5. L'article 13 quater de l'arrêté royal du 4 mars 1965, d'exécution du code des impôts sur les revenus de 1964 (Moniteur Belge du 30 avril 1965, p. 4722), précise :

"La perte professionnelle éprouvée au cours de la période imposable dans une activité professionnelle déterminée est imputée suivant la règle proportionnelle sur les revenus professionnels des autres activités professionnelles qui sont imposés globalement ou qui sont exonérés en vertu de l'article 87 quater du Code des impôts sur les revenus ; le solde éventuel est imputé suivant la règle proportionnelle sur les revenus professionnels qui sont imposés distinctement."

6. L'article 87 quater du CIR de 1964, qui insère dans la législation fiscale le principe de l'exonération des revenus obtenus par un résident belge dans un pays avec lequel le royaume de Belgique a conclu une convention en vue d'éviter la double imposition, est libellé comme suit :

"Les revenus exonérés en vertu de conventions internationales préventives de la double imposition sont pris en considération pour la détermination de l'impôt, mais celui-ci est réduit proportionnellement à la partie des revenus exonérés dans le total des revenus."

7. Le royaume de Belgique a conclu avec tous les autres États membres des conventions bilatérales en vue d'éviter les doubles impositions. Toutes ces conventions sont calquées sur un modèle établi par l'Organisation de coopération et de développement économiques (OCDE). La convention entre le royaume de Belgique et la République fédérale d'Allemagne en vue d'éviter les doubles impositions a été signée à Bruxelles le 11 avril 1967 et approuvée par la loi du 9 juillet 1969 (Moniteur Belge du 30 juillet 1969, ci-après la "convention").

8. Aux termes de l'article 15, paragraphe 1, de la convention, "[l]es salaires [...] qu'un résident d'un État contractant reçoit au titre d'un emploi salarié ne sont imposables que dans cet État, à moins que l'emploi salarié ne soit exercé dans l'autre État contractant. Si l'emploi y est exercé, les rémunérations reçues à ce titre sont imposables dans cet autre État."

9. D'après l'article 23, paragraphe 2, point 1, de la convention, les revenus provenant d'Allemagne, qui sont imposables dans cet État contractant en vertu de ladite convention, sont exemptés d'impôts en Belgique. La même disposition précise que cette exemption ne limite pas le droit du royaume de Belgique de tenir compte, lors de la détermination du taux des impôts, des revenus ainsi exemptés.

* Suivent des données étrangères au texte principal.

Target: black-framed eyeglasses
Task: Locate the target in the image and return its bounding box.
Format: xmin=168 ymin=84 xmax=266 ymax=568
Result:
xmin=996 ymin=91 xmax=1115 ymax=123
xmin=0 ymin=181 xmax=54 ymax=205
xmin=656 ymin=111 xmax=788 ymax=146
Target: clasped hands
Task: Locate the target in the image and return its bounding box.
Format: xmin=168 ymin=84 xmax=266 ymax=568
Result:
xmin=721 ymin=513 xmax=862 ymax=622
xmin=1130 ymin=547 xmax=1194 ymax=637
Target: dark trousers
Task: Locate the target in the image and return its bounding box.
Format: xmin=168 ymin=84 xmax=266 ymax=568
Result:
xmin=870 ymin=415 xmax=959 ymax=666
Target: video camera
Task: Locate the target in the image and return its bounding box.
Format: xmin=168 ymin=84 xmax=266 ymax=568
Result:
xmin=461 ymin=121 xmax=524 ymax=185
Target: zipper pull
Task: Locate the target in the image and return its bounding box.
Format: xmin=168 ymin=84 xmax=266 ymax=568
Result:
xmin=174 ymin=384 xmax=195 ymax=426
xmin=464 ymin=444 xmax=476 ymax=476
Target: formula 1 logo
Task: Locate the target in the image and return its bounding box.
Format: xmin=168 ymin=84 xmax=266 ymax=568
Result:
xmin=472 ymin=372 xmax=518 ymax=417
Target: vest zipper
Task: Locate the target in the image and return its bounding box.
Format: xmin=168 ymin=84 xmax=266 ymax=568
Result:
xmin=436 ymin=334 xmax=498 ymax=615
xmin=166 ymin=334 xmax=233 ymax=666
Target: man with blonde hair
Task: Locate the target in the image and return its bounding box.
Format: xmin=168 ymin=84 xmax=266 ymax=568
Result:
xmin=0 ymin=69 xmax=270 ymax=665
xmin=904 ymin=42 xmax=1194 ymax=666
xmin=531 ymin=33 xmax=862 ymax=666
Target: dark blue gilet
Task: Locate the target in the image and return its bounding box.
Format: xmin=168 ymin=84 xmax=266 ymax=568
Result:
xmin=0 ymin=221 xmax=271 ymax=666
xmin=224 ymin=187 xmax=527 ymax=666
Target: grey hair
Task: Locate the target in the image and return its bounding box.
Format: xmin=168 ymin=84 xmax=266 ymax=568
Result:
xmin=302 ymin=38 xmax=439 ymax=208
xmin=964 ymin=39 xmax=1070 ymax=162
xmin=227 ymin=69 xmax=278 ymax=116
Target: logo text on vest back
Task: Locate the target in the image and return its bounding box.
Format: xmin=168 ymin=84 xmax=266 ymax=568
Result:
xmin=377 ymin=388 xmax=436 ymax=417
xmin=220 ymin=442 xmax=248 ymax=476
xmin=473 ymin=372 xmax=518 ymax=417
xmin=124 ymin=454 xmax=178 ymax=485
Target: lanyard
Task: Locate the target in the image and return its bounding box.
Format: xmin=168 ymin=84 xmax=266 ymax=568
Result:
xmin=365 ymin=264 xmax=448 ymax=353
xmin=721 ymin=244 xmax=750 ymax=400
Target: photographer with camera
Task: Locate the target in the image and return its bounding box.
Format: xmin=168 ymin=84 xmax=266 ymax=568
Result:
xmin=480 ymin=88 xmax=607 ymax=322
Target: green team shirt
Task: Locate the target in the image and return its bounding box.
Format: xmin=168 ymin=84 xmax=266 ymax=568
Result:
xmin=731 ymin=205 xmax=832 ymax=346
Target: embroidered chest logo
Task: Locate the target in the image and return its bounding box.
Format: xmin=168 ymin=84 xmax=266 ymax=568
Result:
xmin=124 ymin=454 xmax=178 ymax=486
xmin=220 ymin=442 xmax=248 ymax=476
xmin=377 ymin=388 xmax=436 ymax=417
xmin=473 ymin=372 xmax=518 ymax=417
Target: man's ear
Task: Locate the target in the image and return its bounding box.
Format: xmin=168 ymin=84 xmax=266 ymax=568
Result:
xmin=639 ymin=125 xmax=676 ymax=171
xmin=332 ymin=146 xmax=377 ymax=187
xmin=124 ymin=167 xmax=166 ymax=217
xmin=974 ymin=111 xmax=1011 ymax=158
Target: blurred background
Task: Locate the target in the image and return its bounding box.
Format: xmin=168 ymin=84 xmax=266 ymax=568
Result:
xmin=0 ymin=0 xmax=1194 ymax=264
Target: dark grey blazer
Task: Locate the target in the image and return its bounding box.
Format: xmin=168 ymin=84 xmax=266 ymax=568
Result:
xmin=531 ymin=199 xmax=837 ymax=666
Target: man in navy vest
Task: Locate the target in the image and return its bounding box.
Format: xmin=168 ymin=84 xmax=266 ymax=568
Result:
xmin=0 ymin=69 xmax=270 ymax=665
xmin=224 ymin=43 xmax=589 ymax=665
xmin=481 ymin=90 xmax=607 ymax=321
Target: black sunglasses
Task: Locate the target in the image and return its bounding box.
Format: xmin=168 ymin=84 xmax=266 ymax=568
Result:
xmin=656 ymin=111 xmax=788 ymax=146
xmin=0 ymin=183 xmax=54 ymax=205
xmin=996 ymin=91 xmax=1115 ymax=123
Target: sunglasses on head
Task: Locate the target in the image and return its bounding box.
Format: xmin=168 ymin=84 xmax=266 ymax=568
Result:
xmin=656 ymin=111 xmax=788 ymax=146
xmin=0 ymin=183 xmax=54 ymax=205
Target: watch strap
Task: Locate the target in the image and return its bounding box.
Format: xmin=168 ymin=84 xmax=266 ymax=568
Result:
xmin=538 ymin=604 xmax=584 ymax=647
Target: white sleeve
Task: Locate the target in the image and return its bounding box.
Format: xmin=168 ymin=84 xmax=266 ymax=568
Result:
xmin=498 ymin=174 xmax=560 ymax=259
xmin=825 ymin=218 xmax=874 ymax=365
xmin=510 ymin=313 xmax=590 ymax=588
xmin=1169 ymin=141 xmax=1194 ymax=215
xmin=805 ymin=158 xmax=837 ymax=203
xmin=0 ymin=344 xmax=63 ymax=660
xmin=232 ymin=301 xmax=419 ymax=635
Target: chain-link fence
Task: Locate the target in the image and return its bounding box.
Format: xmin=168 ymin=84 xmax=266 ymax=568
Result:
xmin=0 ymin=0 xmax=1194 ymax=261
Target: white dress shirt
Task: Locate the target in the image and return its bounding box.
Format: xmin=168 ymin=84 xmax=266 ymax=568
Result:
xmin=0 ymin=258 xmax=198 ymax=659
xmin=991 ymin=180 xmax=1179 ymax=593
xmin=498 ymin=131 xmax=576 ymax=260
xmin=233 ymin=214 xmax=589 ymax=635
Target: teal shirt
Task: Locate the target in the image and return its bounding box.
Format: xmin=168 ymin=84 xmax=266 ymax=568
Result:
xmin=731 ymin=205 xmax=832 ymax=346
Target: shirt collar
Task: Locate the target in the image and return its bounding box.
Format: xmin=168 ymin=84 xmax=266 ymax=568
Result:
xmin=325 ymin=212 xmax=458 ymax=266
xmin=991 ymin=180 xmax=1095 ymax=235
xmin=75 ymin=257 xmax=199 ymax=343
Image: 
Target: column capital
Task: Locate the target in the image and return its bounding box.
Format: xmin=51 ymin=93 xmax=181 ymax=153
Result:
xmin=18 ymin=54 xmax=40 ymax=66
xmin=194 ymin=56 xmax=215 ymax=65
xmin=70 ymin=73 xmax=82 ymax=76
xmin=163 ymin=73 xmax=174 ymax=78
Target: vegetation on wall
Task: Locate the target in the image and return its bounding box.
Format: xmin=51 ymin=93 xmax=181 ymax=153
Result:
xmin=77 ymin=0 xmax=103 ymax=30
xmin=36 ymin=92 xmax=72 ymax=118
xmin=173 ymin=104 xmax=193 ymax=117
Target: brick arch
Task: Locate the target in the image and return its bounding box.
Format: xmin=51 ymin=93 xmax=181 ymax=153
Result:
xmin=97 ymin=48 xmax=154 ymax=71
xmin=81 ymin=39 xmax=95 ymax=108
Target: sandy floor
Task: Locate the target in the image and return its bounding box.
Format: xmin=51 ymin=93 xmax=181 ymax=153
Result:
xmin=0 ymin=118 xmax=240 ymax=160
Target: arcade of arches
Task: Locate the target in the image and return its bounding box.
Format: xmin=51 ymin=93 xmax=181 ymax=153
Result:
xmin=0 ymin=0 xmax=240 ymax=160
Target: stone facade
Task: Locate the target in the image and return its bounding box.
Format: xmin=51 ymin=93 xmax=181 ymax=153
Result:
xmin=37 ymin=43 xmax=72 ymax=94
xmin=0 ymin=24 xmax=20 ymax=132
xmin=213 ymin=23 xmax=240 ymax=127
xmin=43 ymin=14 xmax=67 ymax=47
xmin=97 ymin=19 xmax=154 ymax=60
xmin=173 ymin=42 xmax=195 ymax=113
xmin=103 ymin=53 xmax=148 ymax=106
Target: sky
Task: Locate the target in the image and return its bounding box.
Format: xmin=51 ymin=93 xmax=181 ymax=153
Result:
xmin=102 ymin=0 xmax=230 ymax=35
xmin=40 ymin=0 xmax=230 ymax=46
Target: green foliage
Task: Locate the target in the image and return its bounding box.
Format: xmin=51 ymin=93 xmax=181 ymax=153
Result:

Le litige au principal et la question préjudicielle

10. Le requérant au principal, M. Mertens, est conseiller en informatique et il a son domicile en Belgique. Au cours des années 1988 et 1989, il a exercé simultanément une activité professionnelle en Allemagne, en tant que salarié, et une activité professionnelle en Belgique, en qualité de travailleur indépendant.

11. Pour l'exercice d'imposition de 1989, son activité de travailleur indépendant en Belgique s'est soldée par une perte de 297 105 BEF, due en grande partie à l'acquisition de matériel informatique qui a fait l'objet d'amortissements fiscaux non contestés.

12. Dans sa déclaration de revenus relative à l'année suivante, M. Mertens a mentionné l'existence de la perte qu'il avait subie lors de l'exercice d'imposition précédent et a souhaité la déduire des bénéfices générés par son activité professionnelle en Belgique. Toutefois, à la réception de l'avis d'imposition relatif à l'impôt des personnes physiques qui lui a été notifié pour l'exercice d'imposition de 1990, il a constaté que la perte reportée n'avait pas été prise en considération par les autorités fiscales belges.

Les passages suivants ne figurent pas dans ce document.